In just a few short months at Momentum, Bishop’s mother Sophia has seen her child’s confidence skyrocket. “That’s one of his biggest changes, his motivation, his eagerness to learn and grow. He’s able to say this is who I am and my diagnosis doesn’t prevent me from becoming the best I can be,” Sophia said. “They’ve given him hope and more ability. Physical therapy at Momentum has been a drastic improvement in Bishop’s life.” Your gift can help support the resources available at MTPN and families just like Bishop’s.

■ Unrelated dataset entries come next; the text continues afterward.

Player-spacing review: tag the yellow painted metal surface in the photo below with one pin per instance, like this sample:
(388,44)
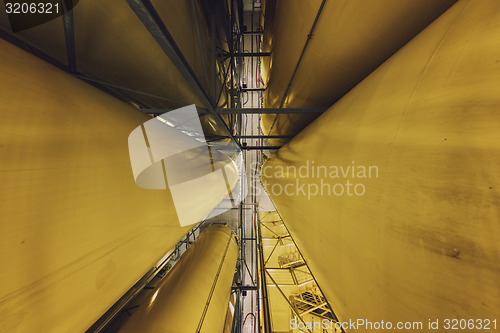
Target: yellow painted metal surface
(203,274)
(422,241)
(351,39)
(114,46)
(76,232)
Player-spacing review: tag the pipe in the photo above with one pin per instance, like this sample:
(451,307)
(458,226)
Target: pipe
(194,296)
(426,125)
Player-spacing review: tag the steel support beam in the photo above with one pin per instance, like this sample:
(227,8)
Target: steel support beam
(252,89)
(270,110)
(69,35)
(253,32)
(146,12)
(260,147)
(250,54)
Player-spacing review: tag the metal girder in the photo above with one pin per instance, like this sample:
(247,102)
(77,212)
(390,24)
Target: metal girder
(69,35)
(270,110)
(252,32)
(146,12)
(265,137)
(252,89)
(294,310)
(250,54)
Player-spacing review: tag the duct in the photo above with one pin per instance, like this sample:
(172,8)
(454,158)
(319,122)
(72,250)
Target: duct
(76,232)
(350,40)
(194,296)
(118,49)
(417,237)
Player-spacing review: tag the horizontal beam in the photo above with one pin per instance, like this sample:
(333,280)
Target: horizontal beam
(270,110)
(252,32)
(265,136)
(249,54)
(260,147)
(252,89)
(244,288)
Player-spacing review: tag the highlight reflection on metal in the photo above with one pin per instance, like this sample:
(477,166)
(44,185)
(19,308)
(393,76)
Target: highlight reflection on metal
(170,151)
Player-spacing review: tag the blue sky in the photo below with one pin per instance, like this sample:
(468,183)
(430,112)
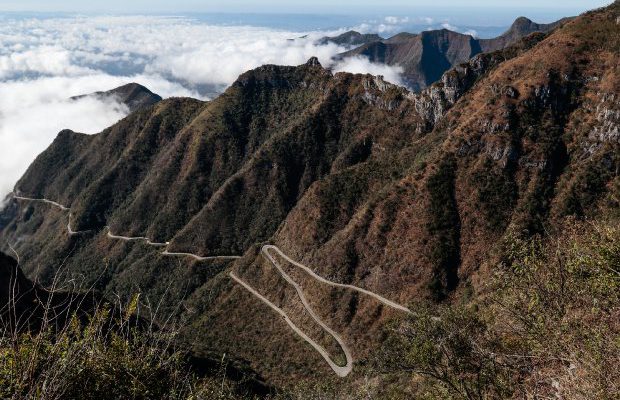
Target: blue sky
(273,6)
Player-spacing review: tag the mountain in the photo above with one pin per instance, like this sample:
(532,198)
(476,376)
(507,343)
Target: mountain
(425,57)
(392,196)
(133,95)
(350,38)
(25,305)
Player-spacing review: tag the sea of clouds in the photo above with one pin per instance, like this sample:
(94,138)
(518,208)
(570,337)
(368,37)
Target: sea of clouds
(45,61)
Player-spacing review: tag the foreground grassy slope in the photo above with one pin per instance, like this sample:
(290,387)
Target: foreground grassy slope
(406,195)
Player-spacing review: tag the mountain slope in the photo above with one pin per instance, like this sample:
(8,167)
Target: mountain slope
(425,57)
(350,38)
(406,195)
(133,95)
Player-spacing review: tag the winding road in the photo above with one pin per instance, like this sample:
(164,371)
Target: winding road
(341,371)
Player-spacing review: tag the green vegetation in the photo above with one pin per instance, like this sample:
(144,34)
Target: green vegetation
(444,227)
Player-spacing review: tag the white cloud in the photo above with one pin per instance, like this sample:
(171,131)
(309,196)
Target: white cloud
(43,62)
(361,65)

The advancements in 3D printing have transformed the lives of the people we support. More than 100 people utilize adaptive tools at Momentum with more designs and ideas being created by our team. From Momentum artists to kids receiving Momentum PTN services, these 3D devices are an incredible addition to our resources.

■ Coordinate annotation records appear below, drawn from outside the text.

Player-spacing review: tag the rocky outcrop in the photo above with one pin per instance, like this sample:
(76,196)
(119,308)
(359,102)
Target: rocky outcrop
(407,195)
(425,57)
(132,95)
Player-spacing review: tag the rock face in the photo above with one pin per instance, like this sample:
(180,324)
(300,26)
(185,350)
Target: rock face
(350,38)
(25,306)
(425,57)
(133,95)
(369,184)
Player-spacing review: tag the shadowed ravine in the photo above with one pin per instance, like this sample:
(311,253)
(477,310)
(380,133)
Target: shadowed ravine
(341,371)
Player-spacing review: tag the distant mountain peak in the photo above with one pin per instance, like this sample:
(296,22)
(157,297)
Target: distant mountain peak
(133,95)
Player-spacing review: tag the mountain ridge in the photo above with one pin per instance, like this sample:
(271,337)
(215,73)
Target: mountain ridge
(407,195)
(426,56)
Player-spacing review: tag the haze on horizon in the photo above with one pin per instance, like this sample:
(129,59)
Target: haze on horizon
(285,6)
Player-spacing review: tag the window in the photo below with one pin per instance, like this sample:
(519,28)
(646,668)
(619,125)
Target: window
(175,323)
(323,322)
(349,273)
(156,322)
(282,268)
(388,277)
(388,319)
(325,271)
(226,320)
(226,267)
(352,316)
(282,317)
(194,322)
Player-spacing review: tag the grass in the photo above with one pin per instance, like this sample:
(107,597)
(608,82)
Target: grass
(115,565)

“When I first started, we would make adaptive tools by hand, DIY style,” said Aranga Ker, Momentum’s Curatorial and Adaptive Design Manager. “Now we’re eyeing ways to help kids who have sensory issues and supporting artists to create and express their creativity in an accessible way.” Therapists at Momentum’s PTN clinic have come up with insoles to help children who experience sensory processing difficulties. The insoles have squishy, textured padding that can help a child who feels uncomfortable with the smoothness found inside a shoe.

The 3D printed sole is durable and relatively inexpensive to create and is just one of many
different ideas Momentum is pushing forward to rethink how we approach disabilities and medical conditions with technology. Your gift can help in that exciting effort.

Written by Donald Geagan

November 20th is an important day for me. This last one marked the 19th anniversary of being diagnosed with bladder cancer. I was diagnosed at UCLA in 2002 and underwent treatment for five days in the hospital. All of this followed a joyous occasion of celebrating my brother’s wedding.

Following treatment, I received positive news my cancer was in remission. For 15 years, I went back to the doctors to follow up. In 2017, it had returned. But I had the support system around me to fight. Norma, who still works here at Momentum today, took me bright and early to surgery on November 9th, 2017. It required a 39-day hospital stay and recovery from serious side effects including two infections. When I was finally released for home, a fever developed, forcing another 17-day stint in the hospital. Thanksgiving in the hospital isn’t quite like being at home…

During this time, my parents too struggled with health issues themselves. I feel incredibly grateful for the support I had during that time. If it wasn’t for the Momentum staff, my brother and my sister-in-law, and Don Sr. I don’t know what I would have done. Kathy and Josie came to visit me in the hospital and Cameron busted me out of there after 56 days in the hospital.

Now at home, I reflect over the past few years and where life has taken me. I am doing art class every Thursday and I am watering the flowers every other day and tend to the garden. I am living life to my fullest and feeling great! As we continue to navigate through the COVID-19 pandemic, I am looking forward to fun activities again, such as the Starlight Ball this month and taking a trip to Universal Studios Hollywood. I can’t believe my good fortune and I am very thankful.